Pour la CGT, la prostitution est l’une des expressions les plus violentes de la domination masculine, et ne saurait être considérée, ni comme un métier, ni comme une offre de service. Nous sommes d’accord sur l’essentiel : la protection des personnes prostituées et l’inversion de la charge pénale.

Une première question fut celle de savoir si la CGT avait une légitimité pour se positionner sur ce sujet. Il a semblé à la Commission Femmes Mixité que la conception de la prostitution
comme travail en Allemagne, en Belgique ou aux Pays-Bas, où des
« travailleurs du sexe » sont syndiqués, justifiait un positionnement.

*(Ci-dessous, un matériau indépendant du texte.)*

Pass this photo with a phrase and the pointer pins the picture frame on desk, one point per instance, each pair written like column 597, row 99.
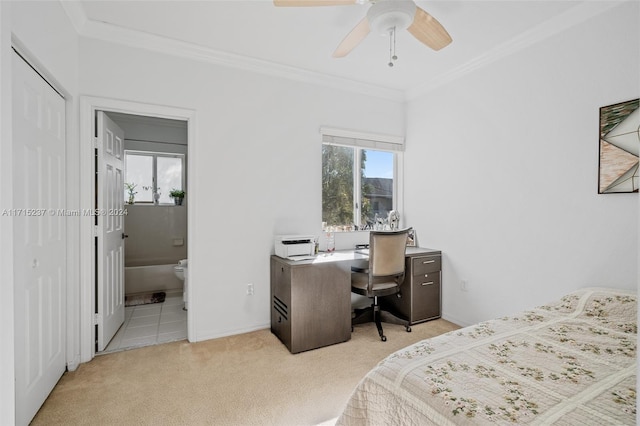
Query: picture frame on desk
column 412, row 238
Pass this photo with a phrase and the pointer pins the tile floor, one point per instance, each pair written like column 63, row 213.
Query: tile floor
column 146, row 325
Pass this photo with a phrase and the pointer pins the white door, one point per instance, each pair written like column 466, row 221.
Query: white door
column 110, row 221
column 39, row 243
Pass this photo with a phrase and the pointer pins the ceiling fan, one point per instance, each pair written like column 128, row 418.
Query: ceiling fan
column 384, row 17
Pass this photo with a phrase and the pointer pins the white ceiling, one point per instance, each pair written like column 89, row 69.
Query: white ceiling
column 299, row 41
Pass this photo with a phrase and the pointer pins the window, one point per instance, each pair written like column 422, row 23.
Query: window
column 359, row 183
column 153, row 173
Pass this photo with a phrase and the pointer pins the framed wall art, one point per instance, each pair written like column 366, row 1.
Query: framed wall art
column 619, row 147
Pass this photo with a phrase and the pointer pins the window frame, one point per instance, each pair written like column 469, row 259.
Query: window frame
column 154, row 170
column 360, row 141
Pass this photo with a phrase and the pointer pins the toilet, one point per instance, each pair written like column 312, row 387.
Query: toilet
column 181, row 271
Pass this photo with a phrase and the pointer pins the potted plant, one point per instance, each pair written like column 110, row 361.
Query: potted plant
column 132, row 192
column 177, row 195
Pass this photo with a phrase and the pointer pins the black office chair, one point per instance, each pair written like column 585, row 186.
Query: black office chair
column 381, row 276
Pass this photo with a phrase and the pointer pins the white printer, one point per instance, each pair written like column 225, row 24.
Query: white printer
column 294, row 245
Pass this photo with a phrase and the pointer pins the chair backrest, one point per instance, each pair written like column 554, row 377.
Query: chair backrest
column 386, row 252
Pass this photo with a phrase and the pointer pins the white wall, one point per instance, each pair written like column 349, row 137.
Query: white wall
column 44, row 35
column 502, row 171
column 257, row 165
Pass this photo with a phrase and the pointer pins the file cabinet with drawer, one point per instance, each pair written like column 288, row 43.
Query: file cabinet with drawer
column 421, row 291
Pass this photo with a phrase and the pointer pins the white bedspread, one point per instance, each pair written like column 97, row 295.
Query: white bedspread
column 571, row 362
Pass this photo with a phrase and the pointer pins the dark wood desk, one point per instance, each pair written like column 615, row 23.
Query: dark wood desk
column 311, row 299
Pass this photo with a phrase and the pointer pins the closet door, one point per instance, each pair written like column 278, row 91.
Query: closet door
column 39, row 240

La pénalisation des clients a créé un débat, non pas que certains nieraient leur responsabilité et voudraient les épargner, mais parce qu’à la CGT il n’est pas dans la culture de défendre des mesures de répression.

Malgré tout, le Bureau Confédéral a avancé, de la responsabilisation des clients en 2013 à la pénalisation en 2014, mais sans avoir encore tranché sur la méthode.

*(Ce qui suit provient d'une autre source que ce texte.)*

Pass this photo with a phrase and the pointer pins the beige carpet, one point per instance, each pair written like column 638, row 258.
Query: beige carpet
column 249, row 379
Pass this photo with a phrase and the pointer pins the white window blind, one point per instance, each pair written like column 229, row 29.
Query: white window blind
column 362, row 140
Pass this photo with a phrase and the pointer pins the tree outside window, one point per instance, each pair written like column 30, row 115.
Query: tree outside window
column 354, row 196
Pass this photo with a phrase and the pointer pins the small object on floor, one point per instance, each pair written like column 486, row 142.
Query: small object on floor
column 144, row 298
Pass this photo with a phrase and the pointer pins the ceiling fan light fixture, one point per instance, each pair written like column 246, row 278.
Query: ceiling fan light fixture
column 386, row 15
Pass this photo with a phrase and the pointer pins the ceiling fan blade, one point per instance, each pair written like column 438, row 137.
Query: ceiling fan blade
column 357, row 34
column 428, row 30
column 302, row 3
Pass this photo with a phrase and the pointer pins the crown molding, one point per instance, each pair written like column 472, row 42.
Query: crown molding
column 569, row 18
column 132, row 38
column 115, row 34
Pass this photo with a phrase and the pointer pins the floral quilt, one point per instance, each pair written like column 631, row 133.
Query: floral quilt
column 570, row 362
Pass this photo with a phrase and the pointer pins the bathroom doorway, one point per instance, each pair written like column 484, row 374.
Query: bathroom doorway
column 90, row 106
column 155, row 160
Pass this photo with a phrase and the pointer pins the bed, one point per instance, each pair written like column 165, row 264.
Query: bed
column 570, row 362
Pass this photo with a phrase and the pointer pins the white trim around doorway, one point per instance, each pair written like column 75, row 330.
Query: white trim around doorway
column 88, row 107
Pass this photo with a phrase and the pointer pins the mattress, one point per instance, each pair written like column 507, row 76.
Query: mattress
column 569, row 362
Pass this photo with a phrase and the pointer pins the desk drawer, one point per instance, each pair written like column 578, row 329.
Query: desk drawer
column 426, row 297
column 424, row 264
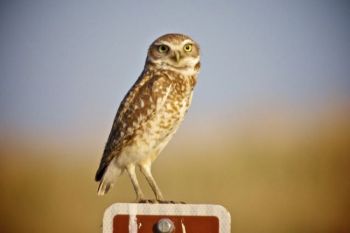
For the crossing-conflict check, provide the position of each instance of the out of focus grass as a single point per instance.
(274, 174)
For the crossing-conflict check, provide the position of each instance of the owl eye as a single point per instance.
(163, 48)
(188, 47)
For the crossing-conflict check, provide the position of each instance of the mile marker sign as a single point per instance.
(166, 218)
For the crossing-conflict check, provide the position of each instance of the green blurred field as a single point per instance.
(274, 174)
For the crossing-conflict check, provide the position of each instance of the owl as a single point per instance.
(150, 113)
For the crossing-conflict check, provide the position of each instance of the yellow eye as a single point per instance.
(188, 47)
(163, 48)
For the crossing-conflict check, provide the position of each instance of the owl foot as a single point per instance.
(149, 201)
(170, 202)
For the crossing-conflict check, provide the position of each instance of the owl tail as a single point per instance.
(109, 178)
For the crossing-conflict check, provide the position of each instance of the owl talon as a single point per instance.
(170, 202)
(147, 201)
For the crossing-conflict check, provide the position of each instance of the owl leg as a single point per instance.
(146, 171)
(139, 194)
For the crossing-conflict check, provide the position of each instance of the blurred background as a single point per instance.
(268, 134)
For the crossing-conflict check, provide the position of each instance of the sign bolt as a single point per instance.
(165, 225)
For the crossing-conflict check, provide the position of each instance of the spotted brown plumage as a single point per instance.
(151, 112)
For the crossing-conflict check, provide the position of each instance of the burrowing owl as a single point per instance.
(151, 112)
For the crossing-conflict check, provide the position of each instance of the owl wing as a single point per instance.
(138, 106)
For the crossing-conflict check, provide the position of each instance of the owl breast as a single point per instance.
(156, 132)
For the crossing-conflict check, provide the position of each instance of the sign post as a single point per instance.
(166, 218)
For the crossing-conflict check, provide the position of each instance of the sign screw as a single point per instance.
(165, 225)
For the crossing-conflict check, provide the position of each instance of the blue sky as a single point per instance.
(66, 65)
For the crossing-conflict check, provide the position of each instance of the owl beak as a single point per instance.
(177, 56)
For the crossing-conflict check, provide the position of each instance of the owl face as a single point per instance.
(174, 52)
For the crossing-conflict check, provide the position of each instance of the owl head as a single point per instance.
(175, 52)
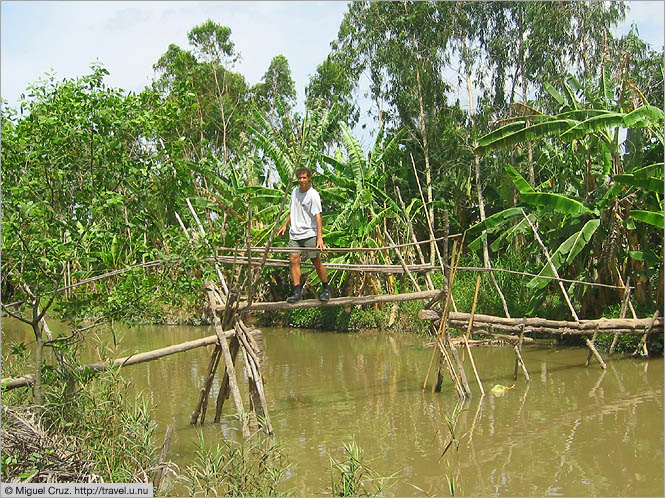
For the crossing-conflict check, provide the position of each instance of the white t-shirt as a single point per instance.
(303, 208)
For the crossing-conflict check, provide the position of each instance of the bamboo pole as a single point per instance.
(552, 267)
(345, 301)
(444, 314)
(593, 341)
(642, 346)
(595, 352)
(627, 286)
(202, 404)
(198, 222)
(228, 360)
(404, 266)
(224, 388)
(26, 380)
(254, 372)
(428, 277)
(468, 332)
(157, 480)
(460, 366)
(459, 379)
(520, 360)
(622, 314)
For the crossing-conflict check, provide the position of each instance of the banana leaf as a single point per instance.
(655, 169)
(507, 235)
(651, 183)
(540, 130)
(556, 95)
(645, 114)
(555, 202)
(565, 253)
(650, 217)
(493, 222)
(596, 123)
(520, 183)
(500, 133)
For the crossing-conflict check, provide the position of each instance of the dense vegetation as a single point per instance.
(564, 130)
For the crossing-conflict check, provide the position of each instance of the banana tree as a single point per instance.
(591, 203)
(355, 190)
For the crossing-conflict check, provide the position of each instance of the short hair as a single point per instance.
(302, 170)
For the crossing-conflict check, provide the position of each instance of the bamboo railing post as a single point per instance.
(552, 267)
(627, 285)
(406, 269)
(642, 346)
(443, 314)
(595, 352)
(228, 360)
(222, 280)
(430, 222)
(468, 332)
(224, 388)
(593, 341)
(428, 277)
(622, 314)
(157, 479)
(519, 360)
(254, 369)
(462, 374)
(214, 363)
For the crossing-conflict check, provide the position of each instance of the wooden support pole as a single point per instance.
(157, 479)
(407, 217)
(224, 388)
(254, 373)
(344, 301)
(593, 341)
(519, 360)
(205, 389)
(642, 346)
(552, 267)
(404, 266)
(198, 222)
(595, 353)
(460, 367)
(622, 314)
(468, 332)
(444, 315)
(228, 361)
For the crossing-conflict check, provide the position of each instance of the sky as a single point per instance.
(128, 37)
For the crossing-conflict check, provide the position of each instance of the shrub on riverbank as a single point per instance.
(87, 431)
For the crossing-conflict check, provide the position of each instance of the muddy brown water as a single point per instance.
(574, 431)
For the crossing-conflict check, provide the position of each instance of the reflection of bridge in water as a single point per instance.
(231, 306)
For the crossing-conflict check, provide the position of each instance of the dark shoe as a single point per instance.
(297, 296)
(325, 295)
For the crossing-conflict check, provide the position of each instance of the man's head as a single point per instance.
(304, 176)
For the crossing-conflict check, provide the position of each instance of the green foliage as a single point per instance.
(253, 468)
(351, 476)
(98, 433)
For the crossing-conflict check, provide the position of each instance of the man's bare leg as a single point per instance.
(296, 276)
(323, 276)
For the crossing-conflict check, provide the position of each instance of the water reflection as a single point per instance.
(575, 431)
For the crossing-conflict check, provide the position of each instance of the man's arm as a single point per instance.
(319, 232)
(282, 230)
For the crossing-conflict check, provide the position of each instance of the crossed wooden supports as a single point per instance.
(249, 343)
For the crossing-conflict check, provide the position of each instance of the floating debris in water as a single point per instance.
(499, 390)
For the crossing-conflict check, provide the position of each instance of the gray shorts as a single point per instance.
(306, 243)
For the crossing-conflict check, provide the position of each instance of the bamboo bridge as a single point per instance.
(231, 306)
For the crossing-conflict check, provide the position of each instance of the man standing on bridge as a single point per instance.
(306, 232)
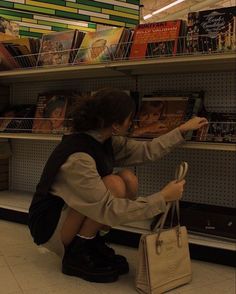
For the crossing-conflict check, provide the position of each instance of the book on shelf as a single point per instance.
(23, 51)
(211, 30)
(6, 60)
(156, 39)
(53, 112)
(57, 48)
(8, 29)
(221, 128)
(17, 118)
(101, 46)
(159, 114)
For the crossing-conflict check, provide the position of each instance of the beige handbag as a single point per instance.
(163, 257)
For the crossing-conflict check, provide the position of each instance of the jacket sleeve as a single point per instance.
(129, 152)
(81, 187)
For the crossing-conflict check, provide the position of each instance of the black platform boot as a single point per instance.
(118, 262)
(81, 260)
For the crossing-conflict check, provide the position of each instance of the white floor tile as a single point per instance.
(7, 281)
(26, 269)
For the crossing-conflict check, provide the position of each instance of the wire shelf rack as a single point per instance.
(217, 132)
(183, 46)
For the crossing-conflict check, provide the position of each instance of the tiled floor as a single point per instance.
(24, 268)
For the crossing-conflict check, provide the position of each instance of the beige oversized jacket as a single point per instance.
(81, 187)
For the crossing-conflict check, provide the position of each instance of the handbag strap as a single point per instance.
(180, 174)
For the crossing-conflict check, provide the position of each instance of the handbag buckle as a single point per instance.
(179, 237)
(158, 246)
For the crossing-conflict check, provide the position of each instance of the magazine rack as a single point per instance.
(221, 132)
(212, 164)
(187, 46)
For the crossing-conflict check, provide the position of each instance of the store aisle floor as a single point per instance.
(26, 269)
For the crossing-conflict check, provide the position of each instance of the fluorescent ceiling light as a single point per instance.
(163, 8)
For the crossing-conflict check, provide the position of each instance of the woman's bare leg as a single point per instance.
(76, 223)
(131, 183)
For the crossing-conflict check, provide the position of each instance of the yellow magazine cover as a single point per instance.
(99, 46)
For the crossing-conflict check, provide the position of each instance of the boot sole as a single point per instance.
(122, 270)
(92, 277)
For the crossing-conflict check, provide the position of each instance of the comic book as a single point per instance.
(99, 46)
(211, 30)
(53, 112)
(156, 39)
(56, 48)
(158, 115)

À la Commission Femmes Mixité, où nous sommes pourtant 70% de femmes, certaines ont eu peur que soit imposée une nouvelle norme morale. Des tas de questions ont été soulevées : la liberté, l’aliénation, la pornographie…

Quelles sont les étapes qui ont permis cette avancée ?

Elle était en germe depuis longtemps. La CGT s’implique depuis des années au sein du Collectif National pour les Droits des Femmes (CNDF), dont elle est un des membres fondateurs. Des collègues de Midi-Pyrénées ont participé à des actions contre les bordels de la Jonquère. À Bordeaux, des militants ont lancé un appel d’hommes contre le « Manifeste des 343 salauds[[Allusion au « Manifeste des 343 salauds » publié par le magazine Causeur en novembre 2013 (en réalité 19 signataires, dont 2 se sont dédits).]] ». Le débat autour de la proposition de loi a servi d’accélérateur. Il ne s’agit sans doute pas de la préoccupation essentielle de la CGT mais c’est une position claire, officialisée par la participation de la CGT à la manifestation du 23 novembre 2013 contre les violences faites aux femmes.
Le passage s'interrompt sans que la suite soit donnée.